The thought of Private Irwin Kirwan had lain like a heavy burden on his mind.
“And how about the other matter I asked you to investigate?” he continued.
“I’ve got hold of a young English solicitor in Bombay, named Whittaker Johnson. He believes that I’m a London solicitor and wish him to act on my behalf in the purchase of several properties in that city. I have sent him the letter, written by the baron and he will post it back to England as soon as he receives it.”
“When the letter arrives at its destination, I will be safe.”
“Still any indiscretion on the solicitor’s part or a mere act of carelessness by us, will ruin us.”
“Even so, what must be done must be done.”
Renee’s situation remained precarious for several days. During these long and anxious hours Philip didn’t dare to close his eyes and it was with feelings of fear that he permitted the maids to be alone to perform some of their duties for their invalid mistress.
On the fourth day the fever seemed to subside and Renee slipped into a peaceful sleep, giving Philip time to reflect.
“How is it that Countess Bletchley, who was a daily visitor to our house, has not come to the house, since that awful night?”
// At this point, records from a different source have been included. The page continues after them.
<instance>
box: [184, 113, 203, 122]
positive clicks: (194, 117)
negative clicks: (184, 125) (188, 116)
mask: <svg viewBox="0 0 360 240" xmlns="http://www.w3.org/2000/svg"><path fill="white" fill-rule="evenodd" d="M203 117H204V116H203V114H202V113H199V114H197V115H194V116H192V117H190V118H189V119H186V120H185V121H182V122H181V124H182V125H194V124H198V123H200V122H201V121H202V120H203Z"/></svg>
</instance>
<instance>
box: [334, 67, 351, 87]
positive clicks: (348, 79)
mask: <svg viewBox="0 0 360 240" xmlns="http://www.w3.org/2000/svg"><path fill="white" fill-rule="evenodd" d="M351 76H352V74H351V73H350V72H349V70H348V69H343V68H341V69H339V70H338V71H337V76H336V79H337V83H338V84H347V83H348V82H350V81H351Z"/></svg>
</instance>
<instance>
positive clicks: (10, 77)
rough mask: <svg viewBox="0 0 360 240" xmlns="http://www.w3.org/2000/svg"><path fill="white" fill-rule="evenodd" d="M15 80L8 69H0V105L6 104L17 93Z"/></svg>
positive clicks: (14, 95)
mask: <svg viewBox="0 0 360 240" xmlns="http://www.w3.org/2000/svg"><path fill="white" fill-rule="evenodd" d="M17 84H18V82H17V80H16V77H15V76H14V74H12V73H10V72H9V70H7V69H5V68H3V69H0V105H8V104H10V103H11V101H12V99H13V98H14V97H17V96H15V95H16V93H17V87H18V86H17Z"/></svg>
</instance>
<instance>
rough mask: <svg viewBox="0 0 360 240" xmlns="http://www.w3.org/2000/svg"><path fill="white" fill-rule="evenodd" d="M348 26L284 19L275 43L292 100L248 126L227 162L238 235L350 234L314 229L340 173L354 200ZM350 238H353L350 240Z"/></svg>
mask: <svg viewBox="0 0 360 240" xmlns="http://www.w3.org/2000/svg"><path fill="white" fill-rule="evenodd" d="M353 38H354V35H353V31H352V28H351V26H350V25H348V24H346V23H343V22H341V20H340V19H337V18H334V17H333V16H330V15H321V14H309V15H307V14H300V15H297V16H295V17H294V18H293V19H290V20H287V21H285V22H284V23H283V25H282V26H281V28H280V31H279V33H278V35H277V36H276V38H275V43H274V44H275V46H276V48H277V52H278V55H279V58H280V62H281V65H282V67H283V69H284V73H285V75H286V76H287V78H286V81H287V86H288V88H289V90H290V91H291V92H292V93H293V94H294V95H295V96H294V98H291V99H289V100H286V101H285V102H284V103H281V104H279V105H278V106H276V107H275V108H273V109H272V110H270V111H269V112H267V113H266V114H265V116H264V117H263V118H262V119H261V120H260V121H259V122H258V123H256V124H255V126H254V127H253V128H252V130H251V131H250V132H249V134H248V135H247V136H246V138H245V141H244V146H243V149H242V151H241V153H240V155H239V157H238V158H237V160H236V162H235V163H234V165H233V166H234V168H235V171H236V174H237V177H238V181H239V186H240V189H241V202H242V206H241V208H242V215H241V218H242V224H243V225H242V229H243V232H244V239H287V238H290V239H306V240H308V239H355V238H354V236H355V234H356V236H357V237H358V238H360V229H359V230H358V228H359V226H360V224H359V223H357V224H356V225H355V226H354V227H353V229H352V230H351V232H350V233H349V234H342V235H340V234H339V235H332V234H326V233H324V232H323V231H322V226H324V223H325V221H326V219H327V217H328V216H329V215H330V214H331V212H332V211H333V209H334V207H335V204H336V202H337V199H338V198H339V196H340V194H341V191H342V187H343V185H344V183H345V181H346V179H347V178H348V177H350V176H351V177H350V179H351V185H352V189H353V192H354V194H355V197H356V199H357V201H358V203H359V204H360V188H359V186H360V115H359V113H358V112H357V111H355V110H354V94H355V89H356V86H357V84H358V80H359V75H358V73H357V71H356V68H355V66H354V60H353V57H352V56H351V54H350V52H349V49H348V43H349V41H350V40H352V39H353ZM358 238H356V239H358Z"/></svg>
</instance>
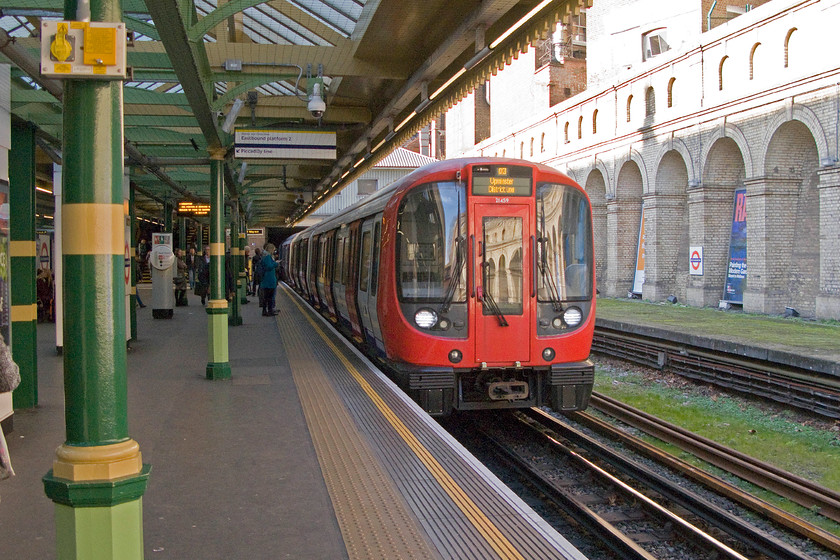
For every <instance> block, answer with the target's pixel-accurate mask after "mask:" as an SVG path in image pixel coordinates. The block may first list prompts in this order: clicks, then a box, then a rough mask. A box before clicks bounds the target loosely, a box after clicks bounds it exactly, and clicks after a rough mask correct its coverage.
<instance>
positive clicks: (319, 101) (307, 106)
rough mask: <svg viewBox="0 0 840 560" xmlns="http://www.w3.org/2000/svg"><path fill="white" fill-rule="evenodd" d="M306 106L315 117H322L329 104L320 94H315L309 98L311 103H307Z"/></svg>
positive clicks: (309, 111)
mask: <svg viewBox="0 0 840 560" xmlns="http://www.w3.org/2000/svg"><path fill="white" fill-rule="evenodd" d="M306 108H307V109H309V112H310V113H311V114H312V116H313V117H315V118H316V119H320V118H321V117H323V116H324V111H326V110H327V104H326V103H324V100H323V99H321V97H320V96H317V95H313V96H312V97H311V98H310V99H309V103H308V104H307V105H306Z"/></svg>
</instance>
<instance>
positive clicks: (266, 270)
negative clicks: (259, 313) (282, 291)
mask: <svg viewBox="0 0 840 560" xmlns="http://www.w3.org/2000/svg"><path fill="white" fill-rule="evenodd" d="M263 249H265V251H264V252H263V257H262V260H261V261H260V264H262V269H263V275H262V280H260V290H261V291H262V296H263V297H262V302H261V305H262V308H263V316H264V317H270V316H273V315H277V312H276V311H274V292H275V291H276V290H277V274H276V273H275V269H276V268H277V262H276V261H275V260H274V257H273V256H272V255H273V254H274V244H272V243H266V244H265V246H264V247H263Z"/></svg>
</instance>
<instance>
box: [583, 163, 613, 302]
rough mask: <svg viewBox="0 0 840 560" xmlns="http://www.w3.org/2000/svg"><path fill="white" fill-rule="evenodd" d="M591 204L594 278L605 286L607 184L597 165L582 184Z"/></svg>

He was so surprised at her sudden absence that he wrote her a short note, informing her of the sudden illness of his wife. An hour later his footman handed him her reply.
“I’m afraid that Mr. Bletchley has suddenly decided that we should spend the winter in Scotland? We leave this evening by train. Farewell.”
And so she, too, had abandoned him, taking with her the last glimmers of sunshine he had left. His infatuation with her was not broken, though, and he forced himself to believe that she was just as miserable under the separation as he was.